Satan! In the context of Christ Illusion it’s less an invocation of some bogeyman with horns and a forked tail and much more a cry of pure freedom, of negation of God, Inc. and the whole religious-political complex. Satan as a rejection, a casting off, a purification. Consider it, in a less arcane light, as “keep your god off my body.” The lyrics, too, contemptuously put the knife into the surface; lazy piety characterizes so much of American society (“Eyes of the Insane” and “Cult,” just for starters). So it couldn’t be more fucking timely and necessary to hear things – a teensy bit more blunt – that are certainly a welcome antidote from what you’re getting forced down your throat on any given Sunday, or in any State of the Union address.
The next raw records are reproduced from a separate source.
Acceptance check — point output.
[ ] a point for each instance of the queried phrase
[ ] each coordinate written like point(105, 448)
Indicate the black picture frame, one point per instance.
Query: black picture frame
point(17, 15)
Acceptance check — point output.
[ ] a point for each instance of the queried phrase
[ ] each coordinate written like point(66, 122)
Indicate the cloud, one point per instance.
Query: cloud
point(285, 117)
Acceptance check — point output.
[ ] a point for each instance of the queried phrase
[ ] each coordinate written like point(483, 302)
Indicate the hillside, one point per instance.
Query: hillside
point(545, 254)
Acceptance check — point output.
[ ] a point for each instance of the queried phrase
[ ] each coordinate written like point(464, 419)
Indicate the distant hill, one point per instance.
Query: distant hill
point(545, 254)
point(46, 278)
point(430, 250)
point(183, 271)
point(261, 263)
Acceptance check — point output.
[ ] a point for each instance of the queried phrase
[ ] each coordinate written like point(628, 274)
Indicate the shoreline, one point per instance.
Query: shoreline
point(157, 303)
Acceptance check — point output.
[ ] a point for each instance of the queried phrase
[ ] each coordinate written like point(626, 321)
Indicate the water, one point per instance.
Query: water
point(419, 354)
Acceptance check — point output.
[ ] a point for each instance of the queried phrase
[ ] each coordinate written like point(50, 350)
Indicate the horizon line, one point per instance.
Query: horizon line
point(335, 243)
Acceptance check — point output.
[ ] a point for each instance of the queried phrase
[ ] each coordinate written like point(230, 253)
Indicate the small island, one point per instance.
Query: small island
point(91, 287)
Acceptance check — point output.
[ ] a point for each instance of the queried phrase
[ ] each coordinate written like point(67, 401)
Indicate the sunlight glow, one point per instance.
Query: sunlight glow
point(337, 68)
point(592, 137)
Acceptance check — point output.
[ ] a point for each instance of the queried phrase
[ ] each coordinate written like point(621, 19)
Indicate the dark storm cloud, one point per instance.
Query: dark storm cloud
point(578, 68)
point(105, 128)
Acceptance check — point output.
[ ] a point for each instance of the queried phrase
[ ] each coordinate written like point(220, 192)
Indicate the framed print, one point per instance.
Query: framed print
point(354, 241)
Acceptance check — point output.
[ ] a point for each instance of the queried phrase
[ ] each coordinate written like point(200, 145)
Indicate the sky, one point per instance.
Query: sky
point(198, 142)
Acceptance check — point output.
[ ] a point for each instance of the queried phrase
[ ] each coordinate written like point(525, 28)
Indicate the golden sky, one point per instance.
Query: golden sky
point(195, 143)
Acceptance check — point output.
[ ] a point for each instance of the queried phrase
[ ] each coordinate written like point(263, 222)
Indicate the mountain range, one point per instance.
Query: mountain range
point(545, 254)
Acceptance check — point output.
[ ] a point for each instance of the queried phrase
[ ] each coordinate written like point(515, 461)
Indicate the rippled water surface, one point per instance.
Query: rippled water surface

So there’s that. But there’s also the satisfying realization that Slayer’s quality control has not dipped at ALL in over twenty years of playing music. And I’d have to say that makes them pretty much a complete anomaly in the popular marketplace. Them and like, Nick Cave and the Bad Seeds, I guess. You know what you’re going to get with Slayer – prime(vil) cuts of state of the art metal/hardcore/speedkicks – and that’s fucking amazing. Unlike a lot of their erstwhile peers, they’re not going to go through all sorts of painful pandering to endear themselves to anyone. They’re not going to be on a reality show, they’re surely not going to be in group therapy and they’re not going to try to change their image and sound to keep up. They’re so refreshingly free of the desperate poochie-isms of the likes of Metallica that I don’t even care about the Hot Topic thing. Plus they pretty much created modern black metal whole cloth and can still go toe to toe with any of their bastard children.

All well and good, but how does it sooooooound? Well, Dave fucking Lombardo is back for one thing, after extended dalliances with the Mike Patton experimental set and it seems as though he’s just the shot in the arm Slayer needed. With Christ Illusion, they’ve delivered their most consistently chill-inducing album since Seasons in the Abyss and I think it easily stands up to a classic like South of Heaven. It’s a masterclass of brutalist economy in heavy metal, and indeed popular music, lean and mad-eyed from start to finish.

There’s a DVD, too, in the expanded edition, which shows that Slayer brings it even harder and faster live than they do on record. They just thought you’d like to know.